# get into ucla film...



## drewbert (Jun 27, 2007)

hi. i know that at ucla you cannot start the film program until you junior year, but i was wondering, how do you go about making sure you get into the film school. just the other day, someone from ucla told me that only 30 students are accepted into the film school. what happens if you apple to ucla, are accepted, but then dont get into the film school come freshman year. is there any guarentee when you originally apply?


----------



## Jerry Prokosch (Jun 28, 2007)

I didn't apply to UCLA, but typically the way this works is that if either the school or the department turns you down, then you're not invited at all.  

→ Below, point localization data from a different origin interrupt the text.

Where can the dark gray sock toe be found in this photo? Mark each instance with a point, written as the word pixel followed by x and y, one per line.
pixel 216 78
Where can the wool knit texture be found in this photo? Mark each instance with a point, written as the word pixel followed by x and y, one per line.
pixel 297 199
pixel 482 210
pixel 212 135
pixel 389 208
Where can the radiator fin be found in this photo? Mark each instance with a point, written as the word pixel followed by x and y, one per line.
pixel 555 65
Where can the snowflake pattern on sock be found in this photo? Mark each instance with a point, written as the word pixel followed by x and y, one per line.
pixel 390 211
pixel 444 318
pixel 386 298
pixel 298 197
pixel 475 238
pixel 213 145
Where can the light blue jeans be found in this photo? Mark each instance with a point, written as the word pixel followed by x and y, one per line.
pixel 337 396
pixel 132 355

The school looks at your academic record and test scores (the statistical garbage) and decides if you meet the overall school requirements.  Then, if you do, your application gets passed on to the specific department (in your case, the film department).  The department then evaluates your application.  

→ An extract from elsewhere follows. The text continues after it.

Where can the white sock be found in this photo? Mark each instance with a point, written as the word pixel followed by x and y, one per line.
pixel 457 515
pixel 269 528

So the way to look at it isn't as two separate applications.  Just one application that has to make it past two parts of the same school.  This is why, when you mail in your application, some of your materials get sent to the admissions office and some get sent directly to the film department.

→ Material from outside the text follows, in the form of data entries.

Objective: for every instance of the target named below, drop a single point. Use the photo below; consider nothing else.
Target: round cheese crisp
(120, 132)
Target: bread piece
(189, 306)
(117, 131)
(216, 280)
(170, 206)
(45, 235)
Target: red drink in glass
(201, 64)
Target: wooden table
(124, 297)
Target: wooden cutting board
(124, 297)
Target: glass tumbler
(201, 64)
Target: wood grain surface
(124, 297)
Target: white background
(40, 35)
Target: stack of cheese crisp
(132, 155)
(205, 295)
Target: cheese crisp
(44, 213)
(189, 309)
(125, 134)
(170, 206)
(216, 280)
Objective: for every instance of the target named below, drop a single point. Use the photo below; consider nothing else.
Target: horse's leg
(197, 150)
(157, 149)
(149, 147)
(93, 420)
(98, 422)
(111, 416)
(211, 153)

But not all schools work the same way.  At some schools, the department makes all of the decisions.  The only way to know for sure is to read all of the material on the school website about admissions procedures.  Usually the process is pretty clearly outlined.  

Good luck.  Long live Chicago.


----------



## drewbert (Jul 1, 2007)

but cant you not apply to the film school until you are a junior?


----------



## pythondrummer (Jul 9, 2007)

yeah.  i just visited the ucla film school.  This is what its all about.  you can only apply your junior year.  Even if u get into UCLA and get all ur GE courses done your freshman and sophomore year, there is no guarantee that you will be accepted into the film school when you apply your junior year.  Now, Because of this, a lot of people will transfer to UCLA in their junior year to do film.  The Film school does accept 30 students.  15 students from UCLA out of about 50 high caliber students.  And then 15 transfers from other schools out of about 200-250 more mediocre students.

hope this helps out a bit


----------